Test Scenario Service Operation Count Avg(µs) Min(µs) P50(µs) P90(µs) P95(µs) P99(µs) Max(µs) Success Failure
APIGateway_NoLog APIGateway ListItems 50 896.17 763.04 860.46 1076.30 1096.22 1160.64 1199.17 50 0
APIGateway_NoLog APIGateway PlaceOrder 50 878.40 677.21 830.17 1054.76 1146.29 1432.43 1616.04 50 0
APIGateway_NoLog APIGateway PutItem 50 855.39 741.08 823.79 1005.89 1055.27 1150.68 1230.08 50 0
APIGateway_NoLog APIGateway UpdateItem 50 875.76 757.50 840.94 1085.80 1121.60 1160.81 1164.62 50 0
APIGateway_WithLog APIGateway ListItems 50 1751.47 1383.92 1704.63 2083.42 2292.09 2357.32 2359.88 50 0
APIGateway_WithLog APIGateway PlaceOrder 50 1845.20 1438.21 1646.31 2400.90 2697.49 2972.07 2981.88 50 0
APIGateway_WithLog APIGateway PutItem 50 1819.93 1403.08 1791.37 2014.97 2089.41 3115.40 3458.42 50 0
APIGateway_WithLog APIGateway UpdateItem 50 2221.89 1423.58 2176.54 2482.08 2531.19 3101.35 3596.12 50 0

Throughput Results

Note: Throughput tests were conducted with 5 concurrent workers for 10 seconds duration. Results show the system's ability to handle concurrent requests through the API Gateway with and without logging.
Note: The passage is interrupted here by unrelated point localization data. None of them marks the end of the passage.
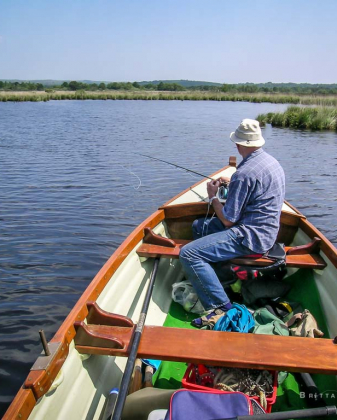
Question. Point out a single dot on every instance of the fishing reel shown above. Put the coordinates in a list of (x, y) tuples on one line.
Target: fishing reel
[(222, 192)]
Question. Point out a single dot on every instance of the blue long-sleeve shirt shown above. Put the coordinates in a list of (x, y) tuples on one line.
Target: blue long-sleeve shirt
[(255, 198)]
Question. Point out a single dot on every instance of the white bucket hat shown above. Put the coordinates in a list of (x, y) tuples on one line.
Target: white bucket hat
[(248, 134)]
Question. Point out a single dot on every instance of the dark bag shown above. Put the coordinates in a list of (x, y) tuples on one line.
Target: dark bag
[(204, 405)]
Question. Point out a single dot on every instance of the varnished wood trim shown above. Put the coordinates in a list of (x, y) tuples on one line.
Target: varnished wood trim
[(294, 354), (79, 312), (326, 246), (176, 211), (39, 381), (182, 210), (21, 406), (299, 261)]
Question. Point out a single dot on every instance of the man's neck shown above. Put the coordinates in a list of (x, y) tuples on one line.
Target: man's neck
[(246, 151)]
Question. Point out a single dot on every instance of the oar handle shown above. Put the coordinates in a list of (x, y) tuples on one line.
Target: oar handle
[(124, 387)]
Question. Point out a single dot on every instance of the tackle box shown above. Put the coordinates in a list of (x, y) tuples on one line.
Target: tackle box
[(189, 382)]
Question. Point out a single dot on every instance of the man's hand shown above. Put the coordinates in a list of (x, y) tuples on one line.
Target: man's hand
[(212, 188), (224, 180)]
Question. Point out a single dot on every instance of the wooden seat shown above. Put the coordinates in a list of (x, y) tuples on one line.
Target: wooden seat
[(305, 256), (294, 354)]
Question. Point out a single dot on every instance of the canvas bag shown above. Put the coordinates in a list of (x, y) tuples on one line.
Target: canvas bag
[(204, 405), (184, 294), (304, 325)]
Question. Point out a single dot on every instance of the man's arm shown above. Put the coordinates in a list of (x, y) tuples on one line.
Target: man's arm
[(212, 188)]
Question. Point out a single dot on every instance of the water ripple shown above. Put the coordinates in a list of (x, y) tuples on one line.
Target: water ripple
[(66, 203)]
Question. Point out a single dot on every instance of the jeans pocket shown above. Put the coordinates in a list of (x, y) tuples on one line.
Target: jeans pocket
[(239, 235)]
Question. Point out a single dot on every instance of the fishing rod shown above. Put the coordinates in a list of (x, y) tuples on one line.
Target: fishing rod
[(222, 191), (173, 164)]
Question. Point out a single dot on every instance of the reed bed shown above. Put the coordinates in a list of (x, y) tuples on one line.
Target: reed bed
[(36, 96), (318, 118)]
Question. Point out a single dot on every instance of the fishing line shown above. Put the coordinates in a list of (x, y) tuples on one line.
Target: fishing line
[(132, 173), (173, 164)]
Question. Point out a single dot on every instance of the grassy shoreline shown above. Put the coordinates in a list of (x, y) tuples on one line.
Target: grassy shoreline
[(318, 118), (37, 96)]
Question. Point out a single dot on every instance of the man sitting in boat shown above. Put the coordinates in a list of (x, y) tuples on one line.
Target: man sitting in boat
[(247, 223)]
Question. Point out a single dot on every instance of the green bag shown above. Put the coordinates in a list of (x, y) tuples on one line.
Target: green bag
[(267, 323)]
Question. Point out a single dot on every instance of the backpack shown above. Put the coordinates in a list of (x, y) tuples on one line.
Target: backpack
[(206, 405)]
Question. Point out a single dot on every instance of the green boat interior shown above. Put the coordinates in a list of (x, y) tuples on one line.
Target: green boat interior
[(301, 261)]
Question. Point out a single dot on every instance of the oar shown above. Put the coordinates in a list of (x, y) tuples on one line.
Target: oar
[(293, 414), (123, 390)]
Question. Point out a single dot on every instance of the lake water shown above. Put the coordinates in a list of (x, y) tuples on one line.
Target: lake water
[(73, 186)]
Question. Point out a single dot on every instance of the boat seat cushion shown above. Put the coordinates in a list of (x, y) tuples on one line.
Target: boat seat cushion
[(305, 256)]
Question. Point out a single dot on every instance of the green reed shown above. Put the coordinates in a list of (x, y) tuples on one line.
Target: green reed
[(318, 118), (168, 96)]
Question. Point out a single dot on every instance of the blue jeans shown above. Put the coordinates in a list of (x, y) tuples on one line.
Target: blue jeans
[(197, 257)]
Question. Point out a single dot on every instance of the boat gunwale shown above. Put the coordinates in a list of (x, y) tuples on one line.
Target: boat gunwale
[(26, 398)]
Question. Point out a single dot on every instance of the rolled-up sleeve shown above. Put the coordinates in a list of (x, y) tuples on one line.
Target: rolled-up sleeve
[(235, 203)]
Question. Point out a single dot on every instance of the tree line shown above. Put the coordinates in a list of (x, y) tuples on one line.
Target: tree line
[(283, 88)]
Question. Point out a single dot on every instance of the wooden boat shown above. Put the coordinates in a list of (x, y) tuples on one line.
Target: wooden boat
[(90, 349)]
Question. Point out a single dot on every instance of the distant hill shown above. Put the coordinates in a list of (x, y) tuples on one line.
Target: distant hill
[(185, 83)]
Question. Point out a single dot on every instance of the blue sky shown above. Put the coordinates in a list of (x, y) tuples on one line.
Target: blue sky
[(227, 41)]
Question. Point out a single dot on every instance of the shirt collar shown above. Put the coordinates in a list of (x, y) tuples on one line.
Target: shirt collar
[(251, 156)]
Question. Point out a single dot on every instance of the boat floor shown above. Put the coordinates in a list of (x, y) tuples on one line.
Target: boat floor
[(170, 374)]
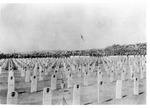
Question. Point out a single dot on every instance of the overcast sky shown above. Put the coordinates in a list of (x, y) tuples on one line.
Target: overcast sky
[(28, 27)]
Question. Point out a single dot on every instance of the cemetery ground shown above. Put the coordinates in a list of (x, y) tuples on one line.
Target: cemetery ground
[(88, 92)]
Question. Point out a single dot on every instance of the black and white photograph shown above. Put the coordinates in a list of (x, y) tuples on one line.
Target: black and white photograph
[(73, 53)]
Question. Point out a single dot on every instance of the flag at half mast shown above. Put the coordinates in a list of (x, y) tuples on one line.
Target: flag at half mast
[(82, 38)]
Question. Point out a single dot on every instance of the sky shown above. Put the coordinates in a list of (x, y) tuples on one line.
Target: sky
[(34, 27)]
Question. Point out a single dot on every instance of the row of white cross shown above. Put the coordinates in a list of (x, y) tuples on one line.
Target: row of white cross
[(82, 66)]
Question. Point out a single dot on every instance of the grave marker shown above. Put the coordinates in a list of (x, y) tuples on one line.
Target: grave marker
[(33, 84), (136, 86), (76, 94), (118, 89), (47, 96), (11, 83), (12, 97), (53, 82)]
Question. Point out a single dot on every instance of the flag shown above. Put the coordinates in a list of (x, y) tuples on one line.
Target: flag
[(82, 38)]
Test Scenario Service Operation Workers Duration(s) Total Success Failure QPS LatAvg(ms)
APIGateway_NoLog APIGateway ListItems 5 10.00 6616 6616 0 2204.17 2.27
APIGateway_NoLog APIGateway PlaceOrder 5 10.00 6627 6627 0 2207.90 2.26
APIGateway_NoLog APIGateway PutItem 5 10.00 6634 6634 0 2210.22 2.26
APIGateway_NoLog APIGateway UpdateItem 5 10.00 6593 6593 0 2196.46 2.27
APIGateway_WithLog APIGateway ListItems 5 10.05 281 281 0 92.17 53.56
APIGateway_WithLog APIGateway PlaceOrder 5 10.05 195 195 0 64.03 77.91
APIGateway_WithLog APIGateway PutItem 5 10.02 155 155 0 51.38 96.45
APIGateway_WithLog APIGateway UpdateItem 5 10.09 134 134 0 43.41 112.23

Performance Analysis

Key Observations:

  1. Logging Impact on Performance:

    Latency Comparison (50 requests):

    • No Logging: 855-896ms average latency
    • With Logging: 1751-2222ms average latency
    • Performance Impact: 2.0-2.5x slower with logging enabled

    Throughput Comparison (10 seconds, 5 workers):

    • No Logging: 2196-2210 QPS (extremely high performance)
    • With Logging: 43-92 QPS (significant performance degradation)
    • Performance Impact: 24-51x reduction in throughput with logging
  2. Operation Complexity Analysis:

    Without Logging:

    • ListItems: 896ms avg latency, 2204 QPS
    • PlaceOrder: 878ms avg latency, 2208 QPS
    • PutItem: 855ms avg latency, 2210 QPS
    • UpdateItem: 876ms avg latency, 2196 QPS

    With Logging:

    • ListItems: 1751ms avg latency, 92 QPS
    • PlaceOrder: 1845ms avg latency, 64 QPS
    • PutItem: 1820ms avg latency, 51 QPS
    • UpdateItem: 2222ms avg latency, 43 QPS
  3. System Performance Characteristics:

    • 100% success rate across all operations in both scenarios
    • Logging overhead is the primary bottleneck - not operation complexity
    • Without logging: System achieves exceptional performance (2000+ QPS)
    • With logging: Performance drops dramatically due to distributed logging overhead
  4. Critical Findings:

    • Distributed logging adds 0.9-1.4 seconds per request (2.0-2.5x latency increase)
    • Logging reduces throughput by 95-98% (from 2200+ to 43-92 QPS)
    • Operation complexity becomes negligible when logging is disabled
    • LoggerService is the primary performance bottleneck in the system

AI Tools Impact on Implementation

AI tools can quickly help solve many problems, but I have observed that they sometimes miss certain issues. For example, when implementing logging functionality, AI occasionally overlooks specific functions, leading to code that carries risks of instability and unreliability. For complex problems, human review and adjustment remain essential to ensure system integrity and proper functionality.